Apr 25 2020, 10:04 am

The BC government announced it has secured hundreds of empty hotel rooms to temporarily house homeless residents during the COVID-19 pandemic.

According to the province, people experiencing homelessness will first be moved into hotel rooms or community centre spaces for up to six months before being transitioned to permanent supportive housing. Officials said they want to make sure people aren’t discharged back into parks or onto the street.

“In this provincial state of emergency, our priority is public safety: for those living in these encampments, neighbouring communities and front-line workers delivering services to these vulnerable people,” said Mike Farnworth, Minister of Public Safety and Solicitor General, in a release.

In a press conference Saturday, Farnworth clarified this is a public safety order, not a health one. Encampments have become unsafe as people cannot properly physically distance, wash their hands, or self-isolate if they develop COVID-19 symptoms, Farnworth said.

At the same time, travel restrictions related to the coronavirus pandemic have left many hotels in the province and around the world empty as tourists stay home. The province has signed lease agreements with participating hotels for the rooms, and will deep clean them and pay for any repairs before tourists stay in them again.

vancouver hotels

Some hotels have been lit up in heart shapes during the pandemic. @canadianpoli / Twitter

The province said it has secured 686 rooms in eight Vancouver hotels so far, and plans to offer them to residents camped out in Oppenheimer Park first. One hotel has been designated for people who test positive for COVID-19. At this point though,, officials said they don’t know of anyone living in the park who has the virus.

Vancouver Mayor Kennedy Stewart says he welcomes the province’s plan.

“I am very pleased the Province of British Columbia is using its powers and resources to provide much needed housing and wrap-around supports and services to help our most vulnerable neighbours in the Downtown Eastside,” he said in a statement. “These actions will help reduce overdoses and accommodate physical distancing during our two health emergencies.”

In Victoria, 324 hotel rooms have been secured for an estimated 360 people sleeping in Topaz Park and on Pandora Avenue.

All efforts will be made to keep couples and families together as they’re moved from parks to hotels, provincial staff said. Professional movers (and appropriate personal protective equipment) have been contracted to pack homeless residents’ belongings in bins and move them from parks or streets to the hotels.
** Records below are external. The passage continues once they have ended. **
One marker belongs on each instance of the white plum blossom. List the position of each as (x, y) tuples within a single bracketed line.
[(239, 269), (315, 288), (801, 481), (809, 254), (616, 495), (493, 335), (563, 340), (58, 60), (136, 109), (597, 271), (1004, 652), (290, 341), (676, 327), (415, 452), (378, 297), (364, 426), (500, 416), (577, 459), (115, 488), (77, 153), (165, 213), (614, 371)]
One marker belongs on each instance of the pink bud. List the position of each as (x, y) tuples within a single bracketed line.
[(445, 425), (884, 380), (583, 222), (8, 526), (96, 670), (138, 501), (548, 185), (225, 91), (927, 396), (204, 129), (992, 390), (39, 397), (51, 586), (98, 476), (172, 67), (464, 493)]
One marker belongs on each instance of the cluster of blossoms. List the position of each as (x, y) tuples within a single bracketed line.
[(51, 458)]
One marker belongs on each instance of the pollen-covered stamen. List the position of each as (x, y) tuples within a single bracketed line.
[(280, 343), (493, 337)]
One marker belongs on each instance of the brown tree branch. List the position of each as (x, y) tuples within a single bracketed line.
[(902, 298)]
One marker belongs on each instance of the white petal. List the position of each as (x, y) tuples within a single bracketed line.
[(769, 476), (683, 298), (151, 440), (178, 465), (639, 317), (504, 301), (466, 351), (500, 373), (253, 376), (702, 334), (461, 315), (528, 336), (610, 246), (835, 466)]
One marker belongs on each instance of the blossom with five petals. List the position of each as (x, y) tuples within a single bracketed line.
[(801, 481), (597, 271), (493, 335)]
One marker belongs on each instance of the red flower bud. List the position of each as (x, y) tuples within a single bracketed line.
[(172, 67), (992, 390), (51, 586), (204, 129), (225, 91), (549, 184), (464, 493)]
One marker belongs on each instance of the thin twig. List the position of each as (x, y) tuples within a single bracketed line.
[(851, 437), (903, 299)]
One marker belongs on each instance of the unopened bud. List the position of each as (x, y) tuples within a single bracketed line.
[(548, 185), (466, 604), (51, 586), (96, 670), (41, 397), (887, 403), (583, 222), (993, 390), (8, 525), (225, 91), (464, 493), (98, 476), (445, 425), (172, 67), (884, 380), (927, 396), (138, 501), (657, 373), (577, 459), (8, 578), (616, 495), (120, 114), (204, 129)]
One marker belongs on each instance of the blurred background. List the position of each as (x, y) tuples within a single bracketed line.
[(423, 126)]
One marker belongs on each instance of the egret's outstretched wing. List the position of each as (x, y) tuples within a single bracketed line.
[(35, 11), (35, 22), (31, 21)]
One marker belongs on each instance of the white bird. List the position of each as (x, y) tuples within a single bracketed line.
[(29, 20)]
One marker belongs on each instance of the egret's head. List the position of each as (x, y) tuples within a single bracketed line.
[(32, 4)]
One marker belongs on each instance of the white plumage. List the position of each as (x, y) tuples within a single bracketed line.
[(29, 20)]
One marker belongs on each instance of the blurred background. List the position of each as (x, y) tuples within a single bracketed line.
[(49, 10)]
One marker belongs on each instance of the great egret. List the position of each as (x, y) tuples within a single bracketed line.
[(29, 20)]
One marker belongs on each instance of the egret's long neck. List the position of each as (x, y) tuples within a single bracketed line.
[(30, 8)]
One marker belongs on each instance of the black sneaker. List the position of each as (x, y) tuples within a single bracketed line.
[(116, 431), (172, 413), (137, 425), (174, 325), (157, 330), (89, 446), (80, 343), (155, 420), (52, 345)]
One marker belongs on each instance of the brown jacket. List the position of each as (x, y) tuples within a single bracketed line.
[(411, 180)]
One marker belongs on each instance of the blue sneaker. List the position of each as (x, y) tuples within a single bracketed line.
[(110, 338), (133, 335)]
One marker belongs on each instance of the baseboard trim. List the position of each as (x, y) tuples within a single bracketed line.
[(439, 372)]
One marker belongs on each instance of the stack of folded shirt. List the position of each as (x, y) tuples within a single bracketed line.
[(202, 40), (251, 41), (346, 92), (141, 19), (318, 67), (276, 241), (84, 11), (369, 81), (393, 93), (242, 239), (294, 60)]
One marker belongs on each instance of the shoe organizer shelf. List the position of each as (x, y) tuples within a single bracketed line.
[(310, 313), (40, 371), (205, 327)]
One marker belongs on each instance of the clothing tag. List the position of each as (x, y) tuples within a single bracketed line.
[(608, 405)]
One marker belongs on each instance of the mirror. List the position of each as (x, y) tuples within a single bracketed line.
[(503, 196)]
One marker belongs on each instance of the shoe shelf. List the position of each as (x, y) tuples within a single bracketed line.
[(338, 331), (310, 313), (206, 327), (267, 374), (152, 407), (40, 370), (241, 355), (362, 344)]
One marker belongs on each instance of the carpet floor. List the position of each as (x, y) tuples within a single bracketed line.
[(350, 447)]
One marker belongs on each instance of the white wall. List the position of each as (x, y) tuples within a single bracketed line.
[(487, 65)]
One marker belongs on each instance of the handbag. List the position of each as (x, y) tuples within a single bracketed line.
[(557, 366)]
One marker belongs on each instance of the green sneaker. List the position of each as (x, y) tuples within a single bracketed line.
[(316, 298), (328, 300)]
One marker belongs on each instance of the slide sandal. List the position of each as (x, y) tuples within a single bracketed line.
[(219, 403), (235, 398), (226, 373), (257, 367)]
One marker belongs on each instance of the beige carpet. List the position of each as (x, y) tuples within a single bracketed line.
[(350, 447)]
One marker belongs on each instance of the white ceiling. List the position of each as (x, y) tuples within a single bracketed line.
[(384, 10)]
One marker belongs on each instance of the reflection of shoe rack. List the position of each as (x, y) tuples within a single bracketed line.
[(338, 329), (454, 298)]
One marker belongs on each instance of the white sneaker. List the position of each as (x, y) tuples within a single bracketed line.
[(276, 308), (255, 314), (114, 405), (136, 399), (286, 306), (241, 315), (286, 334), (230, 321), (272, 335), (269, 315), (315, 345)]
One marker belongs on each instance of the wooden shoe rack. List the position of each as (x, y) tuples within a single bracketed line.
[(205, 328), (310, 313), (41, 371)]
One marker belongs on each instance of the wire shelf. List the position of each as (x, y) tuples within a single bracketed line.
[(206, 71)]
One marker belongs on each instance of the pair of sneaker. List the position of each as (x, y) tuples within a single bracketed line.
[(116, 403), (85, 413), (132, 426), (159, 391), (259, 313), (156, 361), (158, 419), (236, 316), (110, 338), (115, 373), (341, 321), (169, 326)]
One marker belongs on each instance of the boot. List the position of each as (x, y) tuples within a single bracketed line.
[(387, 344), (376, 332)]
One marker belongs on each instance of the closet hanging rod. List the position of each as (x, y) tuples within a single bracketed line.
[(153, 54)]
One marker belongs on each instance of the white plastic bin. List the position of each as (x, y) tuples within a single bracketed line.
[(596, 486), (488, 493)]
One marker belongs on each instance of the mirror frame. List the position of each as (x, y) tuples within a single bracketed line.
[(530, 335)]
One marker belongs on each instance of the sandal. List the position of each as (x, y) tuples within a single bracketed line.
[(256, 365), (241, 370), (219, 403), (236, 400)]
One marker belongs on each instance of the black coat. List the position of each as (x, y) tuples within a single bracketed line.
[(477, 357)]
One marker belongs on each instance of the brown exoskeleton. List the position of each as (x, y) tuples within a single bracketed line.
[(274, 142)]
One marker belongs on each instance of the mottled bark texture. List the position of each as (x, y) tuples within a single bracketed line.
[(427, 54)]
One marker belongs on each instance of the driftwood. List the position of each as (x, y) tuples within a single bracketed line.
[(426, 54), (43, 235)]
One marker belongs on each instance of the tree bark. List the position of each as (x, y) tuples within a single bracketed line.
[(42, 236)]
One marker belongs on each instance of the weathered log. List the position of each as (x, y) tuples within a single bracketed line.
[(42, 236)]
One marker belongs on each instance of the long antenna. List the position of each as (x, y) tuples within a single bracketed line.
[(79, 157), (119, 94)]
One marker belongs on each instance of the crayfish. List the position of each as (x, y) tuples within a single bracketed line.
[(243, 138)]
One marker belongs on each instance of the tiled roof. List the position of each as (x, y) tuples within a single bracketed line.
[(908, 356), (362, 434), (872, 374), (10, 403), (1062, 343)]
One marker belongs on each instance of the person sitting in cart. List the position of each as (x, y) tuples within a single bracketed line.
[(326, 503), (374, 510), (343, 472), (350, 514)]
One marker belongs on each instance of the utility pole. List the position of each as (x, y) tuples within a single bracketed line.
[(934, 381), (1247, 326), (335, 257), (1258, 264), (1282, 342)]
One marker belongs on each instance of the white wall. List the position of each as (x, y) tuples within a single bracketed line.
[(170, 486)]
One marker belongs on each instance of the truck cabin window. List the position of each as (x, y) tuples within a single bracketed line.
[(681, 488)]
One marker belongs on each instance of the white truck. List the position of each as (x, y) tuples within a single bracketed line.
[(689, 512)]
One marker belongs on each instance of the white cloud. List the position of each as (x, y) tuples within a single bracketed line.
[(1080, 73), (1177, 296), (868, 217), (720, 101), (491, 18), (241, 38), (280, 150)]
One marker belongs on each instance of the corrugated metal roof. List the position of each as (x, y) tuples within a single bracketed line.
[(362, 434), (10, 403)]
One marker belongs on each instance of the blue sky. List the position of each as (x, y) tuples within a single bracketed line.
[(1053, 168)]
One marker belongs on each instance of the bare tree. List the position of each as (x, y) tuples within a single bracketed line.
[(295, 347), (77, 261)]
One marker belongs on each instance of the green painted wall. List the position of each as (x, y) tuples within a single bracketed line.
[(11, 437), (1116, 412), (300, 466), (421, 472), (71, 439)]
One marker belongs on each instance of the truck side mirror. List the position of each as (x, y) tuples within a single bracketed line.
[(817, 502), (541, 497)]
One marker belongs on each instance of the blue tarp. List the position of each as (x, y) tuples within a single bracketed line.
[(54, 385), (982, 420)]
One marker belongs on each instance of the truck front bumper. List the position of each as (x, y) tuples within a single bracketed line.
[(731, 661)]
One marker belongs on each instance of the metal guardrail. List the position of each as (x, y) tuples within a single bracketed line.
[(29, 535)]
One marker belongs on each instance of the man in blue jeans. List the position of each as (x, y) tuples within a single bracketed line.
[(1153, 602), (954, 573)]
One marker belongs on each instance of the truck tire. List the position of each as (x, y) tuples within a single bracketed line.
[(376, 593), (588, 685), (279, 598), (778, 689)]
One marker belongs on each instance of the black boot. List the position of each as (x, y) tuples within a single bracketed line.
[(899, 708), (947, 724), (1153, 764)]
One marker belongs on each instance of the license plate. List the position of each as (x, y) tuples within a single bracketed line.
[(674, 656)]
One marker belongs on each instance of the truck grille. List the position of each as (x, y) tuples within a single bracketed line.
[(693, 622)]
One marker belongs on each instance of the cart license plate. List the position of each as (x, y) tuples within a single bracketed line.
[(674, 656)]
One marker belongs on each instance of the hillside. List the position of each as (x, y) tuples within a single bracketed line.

The province expects 20 to 30 people will be moved per day for the next few weeks. The first moves will begin this weekend.

Moving into the hotels is voluntary, officials say.

People need to be referred to the hotel program by outreach groups working with the homeless population. An outreach worker will assess each individual, and they’ll be matched with a hotel based on their needs.

There will be designated floors in the hotels for women, youth, and culturally-specific spaces for Indigenous people. People staying in the hotels will also receive three meals per day.

Staff say hotels are a temporary solution, and their goal is to move park residents into longer-term supportive housing.

They’re looking accelerating construction of more temporary modular housing (TMH), saying thousands of new units could be available within the next year. Another option would be securing longer-term leases on the hotel rooms people are staying in.

Once in long-term supportive housing, residents will have access to wrap-around supports including a meal program, mental health and addictions counselling, a doctor, and a 24-hour building concierge.

Shane Simpson, Minister of Social Development and Poverty Reduction, said providing safe accommodation and essential supports to people experiencing homelessness has been a priority for the government for a long time.

“Now, more than ever, with the concurrent emergencies of the pandemic and the ongoing opioid crisis, it is time to implement long-term housing solutions that take care of and protect our most vulnerable people,” he said.